Um levantamento produzido pelo governo federal, anunciado nesta quinta-feira (2), revela os dados do Relatório do 3° Ciclo de Monitoramento das Metas do PNE (Plano Nacional de Educação), o qual foi criado em 2014 para estipular as metas educacionais até 2024. A meta de alunos para as escolas de tempo integral era de 25% para 2019, o Brasil registrou 14,9%, com um aumento de 0,5% em relação a 2018. Vale ressaltar também, que em 2015 esses alunos chegavam a 18,7%, um retrocesso logo após o Golpe de 2016.

O ensino técnico também ficou estagnado, em 2018 eram 1.869.917 e ano passado chegarão a 1.874.974. No ensino superior as metas também estão distantes, a taxa bruta de matrícula foi de 37,4% em 2019 e 2018, e o esperado era de 50%. Entre os jovens com 15 anos ou mais, a taxa de alfabetização aumentou apenas 0,2%. Mesmo com esses dados, Antonio Vogel, secretário-executivo do MEC, insiste que o relatório não tem relação com o governo Bolsonaro. Seu argumento é culpar a crise econômica, e colocar que ela pode isentar o MEC de cumprir seu dever.

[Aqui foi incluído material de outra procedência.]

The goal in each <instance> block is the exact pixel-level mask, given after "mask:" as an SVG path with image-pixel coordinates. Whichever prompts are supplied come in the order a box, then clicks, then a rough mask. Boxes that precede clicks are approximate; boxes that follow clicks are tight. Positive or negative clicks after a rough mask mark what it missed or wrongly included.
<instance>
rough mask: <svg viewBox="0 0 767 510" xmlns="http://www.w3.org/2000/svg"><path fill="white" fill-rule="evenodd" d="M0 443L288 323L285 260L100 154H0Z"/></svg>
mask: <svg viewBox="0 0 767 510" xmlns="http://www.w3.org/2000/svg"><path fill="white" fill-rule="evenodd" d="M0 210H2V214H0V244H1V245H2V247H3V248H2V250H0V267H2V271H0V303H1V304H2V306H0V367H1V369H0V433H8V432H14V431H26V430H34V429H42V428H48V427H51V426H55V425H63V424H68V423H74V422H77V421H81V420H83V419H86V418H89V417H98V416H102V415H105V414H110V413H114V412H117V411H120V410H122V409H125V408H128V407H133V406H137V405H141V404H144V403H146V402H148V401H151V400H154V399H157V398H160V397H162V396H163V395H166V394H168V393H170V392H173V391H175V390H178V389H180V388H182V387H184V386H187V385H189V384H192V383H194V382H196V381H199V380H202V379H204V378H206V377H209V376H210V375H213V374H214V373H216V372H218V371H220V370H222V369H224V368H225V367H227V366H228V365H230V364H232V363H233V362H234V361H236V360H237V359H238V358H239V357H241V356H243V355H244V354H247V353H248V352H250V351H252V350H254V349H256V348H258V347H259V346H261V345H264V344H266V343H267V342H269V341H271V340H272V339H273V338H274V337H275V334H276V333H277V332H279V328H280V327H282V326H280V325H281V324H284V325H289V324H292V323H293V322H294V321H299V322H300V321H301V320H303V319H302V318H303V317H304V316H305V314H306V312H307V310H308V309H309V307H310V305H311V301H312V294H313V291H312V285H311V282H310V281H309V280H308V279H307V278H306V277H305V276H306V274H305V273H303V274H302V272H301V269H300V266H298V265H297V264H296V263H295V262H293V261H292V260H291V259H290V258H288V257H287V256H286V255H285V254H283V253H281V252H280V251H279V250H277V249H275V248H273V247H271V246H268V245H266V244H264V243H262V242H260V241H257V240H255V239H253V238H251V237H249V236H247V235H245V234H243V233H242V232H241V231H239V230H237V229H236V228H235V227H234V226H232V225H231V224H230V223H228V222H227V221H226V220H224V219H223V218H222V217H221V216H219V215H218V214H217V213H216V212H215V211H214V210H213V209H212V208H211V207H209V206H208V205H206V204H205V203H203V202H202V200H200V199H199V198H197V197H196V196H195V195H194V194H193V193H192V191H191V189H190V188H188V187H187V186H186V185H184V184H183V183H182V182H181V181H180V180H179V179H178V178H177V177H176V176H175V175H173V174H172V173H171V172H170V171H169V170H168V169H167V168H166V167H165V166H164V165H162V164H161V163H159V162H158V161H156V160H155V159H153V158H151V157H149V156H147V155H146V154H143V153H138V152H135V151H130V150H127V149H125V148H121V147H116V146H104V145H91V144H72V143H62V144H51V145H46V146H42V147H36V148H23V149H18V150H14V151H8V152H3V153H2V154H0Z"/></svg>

O relatório também evidencia o abismo social entre as regiões no país. No Sudeste, a cobertura de creche e de 42,5%, e no Norte e de 19,2%. Nesse setor da educação infantil, cerca de 1,5 milhão de crianças, majoritariamente de baixa renda, eram para estar incluídas nas creches de acordo com o planejamento. A meta era de 50%, mas os últimos dados mostram que no governo Temer chegava a 36%. Para piorar, os gastos públicos com a educação diminuem não coincidentemente após o Golpe. O montante de 5,6% do PIB em 2016, passou para 5,4%, em 2019. A meta era de atingir 7%.

A política levada adiante por Bolsonaro e seus aliados governadores da direita busca atender interesses que não são dos estudantes ou da comunidade escolar e universitária. E sim, da burguesia e dos tubarões capitalistas que monopolizam e lucram com a educação. Por isso, é necessário ter clareza que a educação está horrível por causa do regime burguês. Os estudantes e toda a juventude precisam se mobilizar coletivamente e organizadamente pelo “Fora Bolsonaro”. Só com um movimento combativo, e com uma intenção certeira de derrubar os fascistas que destroem a educação, muito bem representados, é possível reverter essa situação.